Des épidémies de rougeole dans les îles Fiji, Tonga et Samoa se sont déclarées cet automne. L’île de Samoa est la plus touchée avec à ce jour (18.12.2019) 5’371 cas déclarés (Gouvernement de Samoa), dont 76 décès, principalement des enfants de moins de 5 ans. Ce taux de mortalité (1/70 cas de rougeole, soit une mortalité de 1.4%) paraît spectaculaire en regard du taux habituellement associé à un décès suite à une encéphalite rougeoleuse aigüe dans nos contrées (1/3000, 0,033%, cf. La rougeole, faits et méfaits). Ce dernier chiffre, qui n’est déjà pas anodin, est pourtant plus de 40 fois inférieur à celui qui sévit dans les iles Samoa, en ce moment. Tentatives d’explications.
Dans nos pays, dits développés, où la nutrition des nouveau-nés est correcte et où les soins médicaux prennent en charge de manière efficace les complications aigües d’une rougeole (otite, diarrhées, pneumonies, infections oculaires etc.), la mortalité est de fait essentiellement liée à l’encéphalite aigüe, d’où le taux de 1/3000 est déduit. Lorsque les conditions sanitaires et nutritionnelles ne sont pas optimales, les pathologies liées à une rougeole aigüe augmentent les cas de mortalité (pneumonie, déshydratation etc.). De plus, il est connu que la rougeole, même quand elle se résout sans séquelles visibles, provoque chaque fois une immunodéficience qui peut durer des semaines, voire des mois. On pense actuellement savoir comment cette immunodéficience s’installe. Deux études récentes démontrent en effet que la rougeole résulte en une disparition des cellules mémoires générées précédemment suite aux infections par d’autres pathogènes. Les enfants se retrouvent ainsi sans défense face à des pathogènes contre lesquels ils avaient précédemment monté une immunité, aidés en cela par les anticorps reçus de la mère pendant la grossesse, anticorps qui disparaissent progressivement quelques mois après la naissance. Enfin, il est connu que plus une épidémie de rougeole «flambe», dans un environnement où le nombre de susceptibles est important, plus la rougeole a tendance à afficher un taux de mortalité élevé. On n’a pas d’explication de ce phénomène. Peut-être s’agit-il d’une dose d’infection plus élevée, favorisée par une circulation du virus d’autant plus efficace que le nombre de susceptibles est élevé. Enfin, mais cela reste de la spéculation pure, ils se pourrait que dans le cas où la circulation du virus est grandement facilitée par le nombre de susceptibles, une quasi-espèce virale soit sélectionnée qui affiche une virulence plus grande (cf. La quasi-espèce). Huit différents génotypes de virus de la rougeole sont décrits de nos jours, mais pour l’instant aucune étude n’a été faite qui viendrait confirmer ou infirmer une différence de virulence associée à ces génotypes. Ces huit génotypes ne provoquent pas de changement d’antigénicité , la carte d’identité du virus reste la même et correspond à celle des souches utilisées dans les vaccins.

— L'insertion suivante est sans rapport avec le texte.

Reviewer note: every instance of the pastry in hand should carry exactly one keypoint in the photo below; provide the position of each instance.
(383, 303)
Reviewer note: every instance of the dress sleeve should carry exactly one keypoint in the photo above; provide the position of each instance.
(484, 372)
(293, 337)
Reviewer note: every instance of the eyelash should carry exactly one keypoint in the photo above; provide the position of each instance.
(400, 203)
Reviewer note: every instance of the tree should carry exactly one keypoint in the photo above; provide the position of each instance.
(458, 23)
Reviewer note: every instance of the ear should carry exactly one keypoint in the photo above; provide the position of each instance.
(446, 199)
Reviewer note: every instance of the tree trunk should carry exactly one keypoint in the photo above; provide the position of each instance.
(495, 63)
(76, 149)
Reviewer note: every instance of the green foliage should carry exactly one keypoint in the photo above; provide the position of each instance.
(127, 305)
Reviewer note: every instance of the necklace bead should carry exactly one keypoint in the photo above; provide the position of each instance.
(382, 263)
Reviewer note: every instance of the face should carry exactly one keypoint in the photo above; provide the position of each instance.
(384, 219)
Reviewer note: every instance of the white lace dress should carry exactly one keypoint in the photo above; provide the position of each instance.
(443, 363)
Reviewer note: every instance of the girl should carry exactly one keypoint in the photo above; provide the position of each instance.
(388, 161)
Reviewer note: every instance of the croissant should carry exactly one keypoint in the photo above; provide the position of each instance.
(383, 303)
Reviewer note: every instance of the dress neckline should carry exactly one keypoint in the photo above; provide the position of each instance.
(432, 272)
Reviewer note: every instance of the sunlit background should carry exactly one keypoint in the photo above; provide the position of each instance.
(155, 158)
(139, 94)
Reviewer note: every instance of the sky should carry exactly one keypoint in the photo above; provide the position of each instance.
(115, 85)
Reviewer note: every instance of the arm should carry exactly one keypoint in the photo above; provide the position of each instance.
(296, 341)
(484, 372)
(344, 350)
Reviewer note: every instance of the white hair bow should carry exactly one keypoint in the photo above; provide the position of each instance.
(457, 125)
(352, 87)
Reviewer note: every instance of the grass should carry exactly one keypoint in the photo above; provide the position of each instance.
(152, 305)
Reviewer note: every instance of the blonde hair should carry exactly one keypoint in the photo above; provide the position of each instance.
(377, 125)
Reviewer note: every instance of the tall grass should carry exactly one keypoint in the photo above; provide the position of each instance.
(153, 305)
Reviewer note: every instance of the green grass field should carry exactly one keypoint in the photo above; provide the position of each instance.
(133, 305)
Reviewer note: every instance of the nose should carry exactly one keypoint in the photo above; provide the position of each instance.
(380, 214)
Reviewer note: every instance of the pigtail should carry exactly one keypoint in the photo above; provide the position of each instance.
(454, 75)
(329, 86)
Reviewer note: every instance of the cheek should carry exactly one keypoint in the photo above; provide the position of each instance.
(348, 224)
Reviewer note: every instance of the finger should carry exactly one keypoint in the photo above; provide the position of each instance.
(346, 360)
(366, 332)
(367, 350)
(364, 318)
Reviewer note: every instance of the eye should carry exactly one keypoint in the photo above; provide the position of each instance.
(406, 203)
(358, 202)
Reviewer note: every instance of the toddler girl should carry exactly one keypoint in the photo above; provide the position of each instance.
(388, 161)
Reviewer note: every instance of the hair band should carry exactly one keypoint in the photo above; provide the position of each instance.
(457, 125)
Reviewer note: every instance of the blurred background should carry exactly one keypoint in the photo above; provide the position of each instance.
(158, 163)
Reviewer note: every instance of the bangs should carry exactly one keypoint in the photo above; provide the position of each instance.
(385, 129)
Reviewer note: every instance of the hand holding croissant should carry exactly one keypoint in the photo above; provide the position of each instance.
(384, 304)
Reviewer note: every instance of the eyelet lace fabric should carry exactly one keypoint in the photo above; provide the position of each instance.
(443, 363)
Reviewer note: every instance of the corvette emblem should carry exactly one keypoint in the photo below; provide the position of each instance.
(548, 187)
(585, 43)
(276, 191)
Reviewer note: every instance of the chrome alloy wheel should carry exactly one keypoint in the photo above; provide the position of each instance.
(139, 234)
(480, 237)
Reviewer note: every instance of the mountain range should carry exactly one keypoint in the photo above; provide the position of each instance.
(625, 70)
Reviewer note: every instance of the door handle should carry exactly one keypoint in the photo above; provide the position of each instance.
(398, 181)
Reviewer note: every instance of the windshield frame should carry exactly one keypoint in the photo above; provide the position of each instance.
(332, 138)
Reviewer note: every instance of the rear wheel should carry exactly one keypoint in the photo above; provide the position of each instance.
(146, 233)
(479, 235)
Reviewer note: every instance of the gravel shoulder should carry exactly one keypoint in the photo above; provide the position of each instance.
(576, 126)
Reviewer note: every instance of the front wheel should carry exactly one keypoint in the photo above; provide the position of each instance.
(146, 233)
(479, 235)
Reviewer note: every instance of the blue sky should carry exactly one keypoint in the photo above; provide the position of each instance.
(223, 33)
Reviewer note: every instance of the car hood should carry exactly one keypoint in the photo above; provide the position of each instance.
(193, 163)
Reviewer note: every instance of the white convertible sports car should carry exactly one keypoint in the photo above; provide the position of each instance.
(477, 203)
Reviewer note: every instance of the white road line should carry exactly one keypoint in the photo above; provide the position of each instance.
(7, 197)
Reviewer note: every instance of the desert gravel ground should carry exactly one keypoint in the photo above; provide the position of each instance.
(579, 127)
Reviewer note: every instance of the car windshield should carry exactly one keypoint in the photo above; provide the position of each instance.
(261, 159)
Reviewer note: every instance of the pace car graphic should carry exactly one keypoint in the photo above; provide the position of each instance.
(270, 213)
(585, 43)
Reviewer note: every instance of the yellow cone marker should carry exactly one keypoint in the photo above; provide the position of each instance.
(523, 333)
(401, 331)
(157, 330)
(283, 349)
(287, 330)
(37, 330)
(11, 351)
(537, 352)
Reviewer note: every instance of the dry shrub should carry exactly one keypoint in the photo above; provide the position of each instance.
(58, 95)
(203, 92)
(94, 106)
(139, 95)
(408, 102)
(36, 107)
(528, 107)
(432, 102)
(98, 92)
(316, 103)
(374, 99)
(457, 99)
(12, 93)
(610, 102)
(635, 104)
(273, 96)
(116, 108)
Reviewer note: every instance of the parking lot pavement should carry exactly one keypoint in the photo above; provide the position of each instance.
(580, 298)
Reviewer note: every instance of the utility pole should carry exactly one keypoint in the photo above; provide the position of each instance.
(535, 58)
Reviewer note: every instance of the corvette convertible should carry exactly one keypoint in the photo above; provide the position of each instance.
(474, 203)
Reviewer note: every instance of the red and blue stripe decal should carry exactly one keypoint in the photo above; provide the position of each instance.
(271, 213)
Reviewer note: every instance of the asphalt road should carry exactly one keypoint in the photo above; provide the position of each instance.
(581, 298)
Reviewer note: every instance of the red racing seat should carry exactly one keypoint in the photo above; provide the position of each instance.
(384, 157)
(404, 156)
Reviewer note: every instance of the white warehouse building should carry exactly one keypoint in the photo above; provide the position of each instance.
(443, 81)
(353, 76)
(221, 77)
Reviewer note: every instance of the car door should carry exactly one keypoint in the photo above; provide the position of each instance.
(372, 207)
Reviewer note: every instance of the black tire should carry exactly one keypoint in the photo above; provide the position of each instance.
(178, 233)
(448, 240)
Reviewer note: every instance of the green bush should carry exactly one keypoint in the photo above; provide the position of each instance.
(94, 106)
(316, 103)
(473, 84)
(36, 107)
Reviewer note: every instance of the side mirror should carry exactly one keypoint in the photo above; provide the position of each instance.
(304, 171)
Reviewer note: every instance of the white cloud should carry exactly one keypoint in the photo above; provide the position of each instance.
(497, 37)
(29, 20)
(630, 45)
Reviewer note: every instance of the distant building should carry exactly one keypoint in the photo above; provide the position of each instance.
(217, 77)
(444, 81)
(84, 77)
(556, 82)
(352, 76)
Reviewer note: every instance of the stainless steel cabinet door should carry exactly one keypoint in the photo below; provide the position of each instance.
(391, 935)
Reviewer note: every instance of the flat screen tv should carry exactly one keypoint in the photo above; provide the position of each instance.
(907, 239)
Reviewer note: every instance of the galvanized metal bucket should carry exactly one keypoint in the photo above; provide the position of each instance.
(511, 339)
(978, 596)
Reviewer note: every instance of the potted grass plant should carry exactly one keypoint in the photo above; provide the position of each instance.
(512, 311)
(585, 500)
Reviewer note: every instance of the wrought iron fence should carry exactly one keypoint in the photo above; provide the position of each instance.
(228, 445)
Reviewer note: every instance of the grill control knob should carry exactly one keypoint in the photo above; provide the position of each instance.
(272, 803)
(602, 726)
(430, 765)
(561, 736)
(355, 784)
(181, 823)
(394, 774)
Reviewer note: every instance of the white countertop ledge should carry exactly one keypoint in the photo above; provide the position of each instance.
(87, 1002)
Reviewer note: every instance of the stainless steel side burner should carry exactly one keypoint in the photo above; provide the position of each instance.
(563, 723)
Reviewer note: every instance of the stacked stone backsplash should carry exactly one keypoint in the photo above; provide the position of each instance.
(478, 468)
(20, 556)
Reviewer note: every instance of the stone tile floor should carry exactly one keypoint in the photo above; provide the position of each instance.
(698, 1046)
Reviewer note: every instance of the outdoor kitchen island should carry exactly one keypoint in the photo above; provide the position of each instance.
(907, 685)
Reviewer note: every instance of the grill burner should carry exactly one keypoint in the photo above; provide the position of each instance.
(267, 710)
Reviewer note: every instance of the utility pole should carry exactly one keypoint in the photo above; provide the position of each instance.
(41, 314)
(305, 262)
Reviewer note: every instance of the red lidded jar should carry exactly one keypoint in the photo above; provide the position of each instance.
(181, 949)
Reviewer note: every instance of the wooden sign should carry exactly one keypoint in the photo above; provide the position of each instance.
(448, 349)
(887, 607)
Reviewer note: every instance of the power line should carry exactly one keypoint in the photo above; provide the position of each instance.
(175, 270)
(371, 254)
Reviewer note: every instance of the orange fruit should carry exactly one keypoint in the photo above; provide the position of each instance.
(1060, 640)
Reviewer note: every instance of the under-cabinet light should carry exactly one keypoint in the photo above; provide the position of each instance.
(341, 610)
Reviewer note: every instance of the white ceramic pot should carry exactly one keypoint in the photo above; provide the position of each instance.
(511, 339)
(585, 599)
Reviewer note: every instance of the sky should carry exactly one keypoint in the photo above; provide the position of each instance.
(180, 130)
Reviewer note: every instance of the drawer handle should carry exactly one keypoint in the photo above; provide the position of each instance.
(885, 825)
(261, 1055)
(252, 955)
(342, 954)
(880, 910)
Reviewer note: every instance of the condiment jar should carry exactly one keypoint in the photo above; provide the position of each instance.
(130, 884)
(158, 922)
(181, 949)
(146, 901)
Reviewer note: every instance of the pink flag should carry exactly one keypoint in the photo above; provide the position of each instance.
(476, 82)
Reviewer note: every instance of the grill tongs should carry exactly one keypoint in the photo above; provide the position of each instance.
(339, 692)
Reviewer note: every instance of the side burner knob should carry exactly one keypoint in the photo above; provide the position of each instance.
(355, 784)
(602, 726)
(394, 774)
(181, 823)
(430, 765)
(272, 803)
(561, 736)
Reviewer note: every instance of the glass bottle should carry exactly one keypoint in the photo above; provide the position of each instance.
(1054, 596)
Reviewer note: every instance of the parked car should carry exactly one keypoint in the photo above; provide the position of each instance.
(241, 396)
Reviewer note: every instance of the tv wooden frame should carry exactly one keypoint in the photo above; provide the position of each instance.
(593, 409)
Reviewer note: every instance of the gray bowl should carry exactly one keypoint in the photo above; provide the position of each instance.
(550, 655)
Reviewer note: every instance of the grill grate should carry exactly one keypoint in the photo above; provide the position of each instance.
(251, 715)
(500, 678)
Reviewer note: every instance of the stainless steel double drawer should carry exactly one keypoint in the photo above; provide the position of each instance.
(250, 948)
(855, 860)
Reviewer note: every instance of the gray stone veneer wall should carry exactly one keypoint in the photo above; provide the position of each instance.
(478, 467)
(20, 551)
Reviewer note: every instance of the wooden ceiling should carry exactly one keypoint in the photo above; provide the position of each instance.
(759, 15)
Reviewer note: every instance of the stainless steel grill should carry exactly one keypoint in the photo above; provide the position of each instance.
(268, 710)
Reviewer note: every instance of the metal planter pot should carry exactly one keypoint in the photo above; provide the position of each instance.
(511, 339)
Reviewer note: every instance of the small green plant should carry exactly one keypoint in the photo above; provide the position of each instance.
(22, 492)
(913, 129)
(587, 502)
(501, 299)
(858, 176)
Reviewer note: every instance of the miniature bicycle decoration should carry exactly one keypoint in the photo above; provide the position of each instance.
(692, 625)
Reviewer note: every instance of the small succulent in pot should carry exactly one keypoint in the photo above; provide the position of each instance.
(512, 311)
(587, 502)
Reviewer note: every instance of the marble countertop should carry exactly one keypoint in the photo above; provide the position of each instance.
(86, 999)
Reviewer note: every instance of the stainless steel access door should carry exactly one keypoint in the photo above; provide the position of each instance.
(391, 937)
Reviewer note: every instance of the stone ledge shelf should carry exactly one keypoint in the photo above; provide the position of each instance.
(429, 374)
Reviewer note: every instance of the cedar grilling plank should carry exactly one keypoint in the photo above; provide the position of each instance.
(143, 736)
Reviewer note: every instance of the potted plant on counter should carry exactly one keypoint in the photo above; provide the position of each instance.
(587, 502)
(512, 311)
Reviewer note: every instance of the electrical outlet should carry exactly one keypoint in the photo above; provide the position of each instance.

Quoiqu’il en soit, le taux de mortalité associé à la rougeole de 1/60-70 cas n’est pas le fait unique des iles Samoa. L’OMS, qui a mis au point récemment une nouvelle méthode ( ?) pour comptabiliser les cas de rougeole et leur mortalité au niveau mondial, arrive avec des chiffres de 2010 et 2018, au même résultat.
En conclusion, il faut répéter que la rougeole n’est pas une maladie d’enfant anodine. Elle fait d’autant moins peur qu’elle est en phase de disparition chez nous grâce à la vaccination. Il faut pourtant un taux de vaccination, avec deux doses, de plus de 95% de la population pour que la circulation du virus soit arrêtée. Cette situation est atteinte lorsque l’incidence de la maladie est inférieure à 1 cas par année pour un million d’habitants. Il faut atteindre cette limite durant trois années d’affilée pour décréter que la circulation du virus est nulle. Dans une telle situation, la vaccination des nouveau-nés doit pourtant continuer pour faire face à une importation de virus venant d’une région où il circule encore. Ce ne sera que lorsque le virus aura été éradiqué de la planète entière que les vaccinations vont pouvoir cesser. Rappelons que, jusqu’à ce jour, seul le virus de la variole a été éradiqué dans les années 1970, abolissant du même coup une vaccination aux effets secondaires très délétères.